No Need to Rush your Work…

… or, a potted history of abrading wood

The subject of Dutch rushes as a means of smoothing wood and finishes in Mulberry – Soiled, not Stained prompted me to expand on the matter of smoothing wood. These days we take sandpaper for granted, often wantonly discarding pieces before their usefulness has been enervated, but early cabinetmakers would no doubt have niggardly worked the same pieces until every last vestige of abrasive efficiency was exhausted.

Since Homo sapiens first hurled a lovingly flint-smoothed stick at a Woolly Mammoth, we have sought to ameliorate the surface of wood. Only stone tools were available to early man, but even these days, carefully profiled pieces of glass make excellent disposable scrapers for intricate profiles in much the same manner as concave knapped flints were used to scrape prehistoric arrow shafts.

Dutch rushes

Dutch Rushes, a species of Horsetail (Equisetum hyemale) also known as Scouringrush Horsetail have ridged stems with a single series of transversely oblong siliceous tubercles.

Scouringrush Horsetail (Equisetum hyemale).

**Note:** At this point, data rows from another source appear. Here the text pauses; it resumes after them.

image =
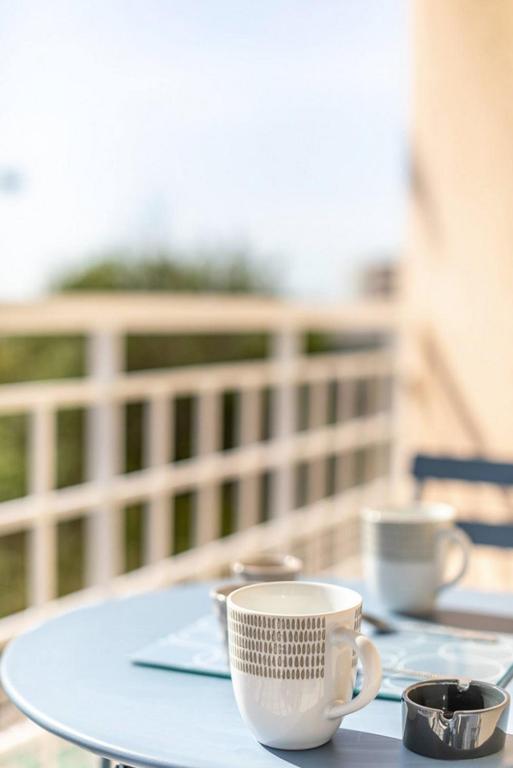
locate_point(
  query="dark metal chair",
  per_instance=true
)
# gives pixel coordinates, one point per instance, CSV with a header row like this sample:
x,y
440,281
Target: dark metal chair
x,y
426,467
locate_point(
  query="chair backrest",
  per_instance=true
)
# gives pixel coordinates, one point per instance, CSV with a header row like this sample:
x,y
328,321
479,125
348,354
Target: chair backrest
x,y
428,467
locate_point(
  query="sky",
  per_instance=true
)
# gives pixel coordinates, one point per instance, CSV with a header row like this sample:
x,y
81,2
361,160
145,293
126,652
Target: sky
x,y
277,125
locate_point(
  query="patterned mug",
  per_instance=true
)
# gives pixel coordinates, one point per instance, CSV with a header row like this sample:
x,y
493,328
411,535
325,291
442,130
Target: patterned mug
x,y
293,653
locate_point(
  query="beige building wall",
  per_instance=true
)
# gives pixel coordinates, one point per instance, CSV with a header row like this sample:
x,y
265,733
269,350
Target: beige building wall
x,y
459,269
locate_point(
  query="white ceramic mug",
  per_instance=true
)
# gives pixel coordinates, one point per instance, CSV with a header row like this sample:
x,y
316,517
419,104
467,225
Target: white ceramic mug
x,y
293,653
405,554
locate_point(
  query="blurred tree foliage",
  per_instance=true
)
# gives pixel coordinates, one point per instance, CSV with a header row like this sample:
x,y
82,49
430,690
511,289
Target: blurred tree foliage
x,y
37,358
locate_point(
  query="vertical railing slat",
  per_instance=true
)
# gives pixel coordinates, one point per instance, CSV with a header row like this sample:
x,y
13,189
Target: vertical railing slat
x,y
207,425
158,449
104,451
42,584
286,349
346,410
250,419
318,409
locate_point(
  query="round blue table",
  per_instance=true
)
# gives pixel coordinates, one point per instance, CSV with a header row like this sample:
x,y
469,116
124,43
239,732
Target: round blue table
x,y
73,677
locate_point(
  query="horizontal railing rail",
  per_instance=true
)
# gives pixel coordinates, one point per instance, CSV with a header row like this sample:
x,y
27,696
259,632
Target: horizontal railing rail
x,y
295,484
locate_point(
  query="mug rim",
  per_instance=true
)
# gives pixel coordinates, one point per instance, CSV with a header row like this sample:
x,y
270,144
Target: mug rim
x,y
454,681
415,512
231,602
277,563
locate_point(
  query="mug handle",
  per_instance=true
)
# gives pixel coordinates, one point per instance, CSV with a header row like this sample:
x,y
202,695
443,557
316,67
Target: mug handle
x,y
371,665
464,542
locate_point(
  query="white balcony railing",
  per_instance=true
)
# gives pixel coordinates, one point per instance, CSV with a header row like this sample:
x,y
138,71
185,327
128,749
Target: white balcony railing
x,y
345,449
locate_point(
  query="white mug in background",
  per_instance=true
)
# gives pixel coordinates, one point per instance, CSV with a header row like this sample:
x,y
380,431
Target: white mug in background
x,y
405,554
293,653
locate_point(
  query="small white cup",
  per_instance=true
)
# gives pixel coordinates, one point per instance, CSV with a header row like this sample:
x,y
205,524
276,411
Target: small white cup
x,y
293,654
405,553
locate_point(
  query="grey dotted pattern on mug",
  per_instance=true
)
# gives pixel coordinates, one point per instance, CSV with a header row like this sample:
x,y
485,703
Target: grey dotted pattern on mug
x,y
283,648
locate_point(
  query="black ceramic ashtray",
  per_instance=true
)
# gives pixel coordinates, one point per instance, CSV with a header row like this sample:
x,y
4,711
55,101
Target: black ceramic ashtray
x,y
454,719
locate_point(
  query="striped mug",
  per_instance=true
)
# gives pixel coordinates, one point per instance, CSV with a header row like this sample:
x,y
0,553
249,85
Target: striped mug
x,y
293,653
406,551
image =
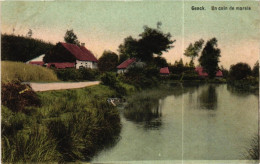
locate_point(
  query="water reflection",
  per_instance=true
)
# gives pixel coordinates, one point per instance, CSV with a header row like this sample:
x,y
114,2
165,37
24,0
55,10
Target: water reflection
x,y
208,98
240,93
146,111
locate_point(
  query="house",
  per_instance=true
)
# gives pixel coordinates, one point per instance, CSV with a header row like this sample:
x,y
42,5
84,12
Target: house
x,y
164,71
64,54
123,67
37,61
204,74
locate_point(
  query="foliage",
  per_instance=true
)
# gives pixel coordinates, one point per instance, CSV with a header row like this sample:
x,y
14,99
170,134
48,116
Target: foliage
x,y
142,77
160,62
209,58
108,61
152,41
16,96
71,125
193,50
71,37
25,72
20,48
72,74
110,79
239,71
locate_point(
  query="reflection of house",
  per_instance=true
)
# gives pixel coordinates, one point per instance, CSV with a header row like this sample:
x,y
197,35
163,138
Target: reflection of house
x,y
129,63
202,73
61,65
64,54
37,61
164,71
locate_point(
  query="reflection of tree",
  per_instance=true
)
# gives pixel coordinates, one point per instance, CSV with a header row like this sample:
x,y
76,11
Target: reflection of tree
x,y
208,98
239,92
146,110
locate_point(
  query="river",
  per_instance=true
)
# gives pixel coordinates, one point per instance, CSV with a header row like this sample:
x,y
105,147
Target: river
x,y
199,122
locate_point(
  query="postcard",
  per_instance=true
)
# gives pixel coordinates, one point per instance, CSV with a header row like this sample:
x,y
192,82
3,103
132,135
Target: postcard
x,y
130,81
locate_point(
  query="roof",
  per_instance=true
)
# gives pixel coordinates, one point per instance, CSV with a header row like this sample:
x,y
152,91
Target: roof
x,y
37,63
80,53
164,70
126,63
61,65
202,73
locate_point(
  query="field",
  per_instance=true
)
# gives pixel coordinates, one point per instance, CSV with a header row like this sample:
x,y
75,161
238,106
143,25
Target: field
x,y
26,72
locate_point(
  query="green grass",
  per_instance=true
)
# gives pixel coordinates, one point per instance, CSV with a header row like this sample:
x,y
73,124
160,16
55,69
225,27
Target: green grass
x,y
70,125
26,72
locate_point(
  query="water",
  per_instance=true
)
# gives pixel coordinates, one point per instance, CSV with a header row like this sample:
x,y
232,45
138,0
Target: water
x,y
206,122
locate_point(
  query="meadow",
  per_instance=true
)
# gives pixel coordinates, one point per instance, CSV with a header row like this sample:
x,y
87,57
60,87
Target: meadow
x,y
25,72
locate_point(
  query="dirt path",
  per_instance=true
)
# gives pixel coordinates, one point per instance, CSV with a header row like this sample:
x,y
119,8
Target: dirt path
x,y
59,86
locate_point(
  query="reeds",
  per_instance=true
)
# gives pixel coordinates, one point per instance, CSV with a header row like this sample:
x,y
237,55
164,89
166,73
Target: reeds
x,y
25,72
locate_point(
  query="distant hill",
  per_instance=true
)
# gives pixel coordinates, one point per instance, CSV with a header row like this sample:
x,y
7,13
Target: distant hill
x,y
20,48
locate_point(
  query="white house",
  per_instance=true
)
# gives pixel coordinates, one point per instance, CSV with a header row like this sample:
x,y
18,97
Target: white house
x,y
71,53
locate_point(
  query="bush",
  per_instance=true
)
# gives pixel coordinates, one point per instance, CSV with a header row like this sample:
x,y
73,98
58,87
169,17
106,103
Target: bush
x,y
17,96
72,74
25,72
239,71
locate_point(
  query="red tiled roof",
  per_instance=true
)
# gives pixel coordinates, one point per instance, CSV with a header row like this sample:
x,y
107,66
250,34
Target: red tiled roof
x,y
126,63
41,63
219,74
202,73
61,65
164,70
80,53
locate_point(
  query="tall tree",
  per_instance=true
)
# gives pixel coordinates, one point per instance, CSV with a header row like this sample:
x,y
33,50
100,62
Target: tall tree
x,y
209,58
108,61
193,50
71,37
239,71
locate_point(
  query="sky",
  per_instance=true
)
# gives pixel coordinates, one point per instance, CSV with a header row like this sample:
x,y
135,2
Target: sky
x,y
103,25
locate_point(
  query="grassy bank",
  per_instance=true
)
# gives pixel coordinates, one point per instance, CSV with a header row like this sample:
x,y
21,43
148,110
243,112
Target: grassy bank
x,y
25,72
70,125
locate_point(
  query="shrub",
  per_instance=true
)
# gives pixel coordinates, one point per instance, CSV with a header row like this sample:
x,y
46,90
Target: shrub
x,y
239,71
25,72
17,96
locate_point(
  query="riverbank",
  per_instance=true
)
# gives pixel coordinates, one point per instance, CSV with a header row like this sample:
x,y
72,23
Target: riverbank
x,y
69,125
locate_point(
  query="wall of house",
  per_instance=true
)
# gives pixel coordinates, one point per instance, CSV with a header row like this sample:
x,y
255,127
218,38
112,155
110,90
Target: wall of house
x,y
86,64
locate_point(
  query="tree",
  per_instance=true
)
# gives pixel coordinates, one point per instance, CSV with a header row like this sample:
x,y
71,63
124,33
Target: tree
x,y
239,71
193,50
160,62
209,58
108,61
71,37
152,41
255,71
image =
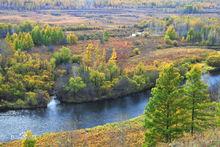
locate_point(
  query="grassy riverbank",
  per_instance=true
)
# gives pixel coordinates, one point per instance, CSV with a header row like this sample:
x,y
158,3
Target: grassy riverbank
x,y
128,133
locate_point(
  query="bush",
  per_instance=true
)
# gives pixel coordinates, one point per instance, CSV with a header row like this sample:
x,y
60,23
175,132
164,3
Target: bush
x,y
29,139
136,51
31,98
175,43
62,56
76,59
20,103
214,60
72,38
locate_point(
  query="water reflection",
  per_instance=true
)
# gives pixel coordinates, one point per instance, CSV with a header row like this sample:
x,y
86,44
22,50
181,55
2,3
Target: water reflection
x,y
61,117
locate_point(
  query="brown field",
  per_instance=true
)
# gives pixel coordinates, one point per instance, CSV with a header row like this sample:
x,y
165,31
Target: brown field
x,y
123,134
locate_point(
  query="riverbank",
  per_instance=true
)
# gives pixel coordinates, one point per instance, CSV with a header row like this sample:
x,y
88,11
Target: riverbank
x,y
125,133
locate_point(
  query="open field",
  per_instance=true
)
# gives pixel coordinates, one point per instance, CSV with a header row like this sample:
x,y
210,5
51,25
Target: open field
x,y
128,133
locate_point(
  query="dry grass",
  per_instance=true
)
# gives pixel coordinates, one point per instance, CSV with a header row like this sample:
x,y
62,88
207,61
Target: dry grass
x,y
123,134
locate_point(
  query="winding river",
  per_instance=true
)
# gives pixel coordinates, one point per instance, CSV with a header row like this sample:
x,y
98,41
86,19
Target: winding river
x,y
62,117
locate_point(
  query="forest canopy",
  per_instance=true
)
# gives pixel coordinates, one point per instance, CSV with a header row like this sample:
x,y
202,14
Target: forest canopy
x,y
65,4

When dried, the stems make an excellent fine abrasive for scouring sinks, kitchen table tops and wooden floors, smoothing cabinetwork and polishing metals etc.

Dried Scouringrush.

Stalker & Parker recommend every artist should furnish themselves with, amongst other paraphernalia:

Rushes, which are called Dutch-Rushes, with which you must smooth your work before you varnish it; and as you lay your ground of Colour or Black, if any knob or roughness appear on your work, you must take a Rush and rush it off; so must you do as oft as you find any roughness or grittiness upon your work, either in laying your Grounds, or varnishing it up. [1]


Holtzapffel observed:

Dutch Rush, or the Equisetum Hyemale, is said to be a native of Scotland, and to thrive best in the marshy places in mountainous districts; it is gathered in pieces two or three feet long, which are intersected by knots at distances of four to six inches. The rush is usually of the size of a writing quill, of a greenish-grey colour, with a groovy surface that feels rough like fine glass paper, from the quantity of silex disseminated throughout its exterior surface, and upon which circumstance depends its suitability to polishing hardwoods, alabaster, marbles, and some other substances. [2]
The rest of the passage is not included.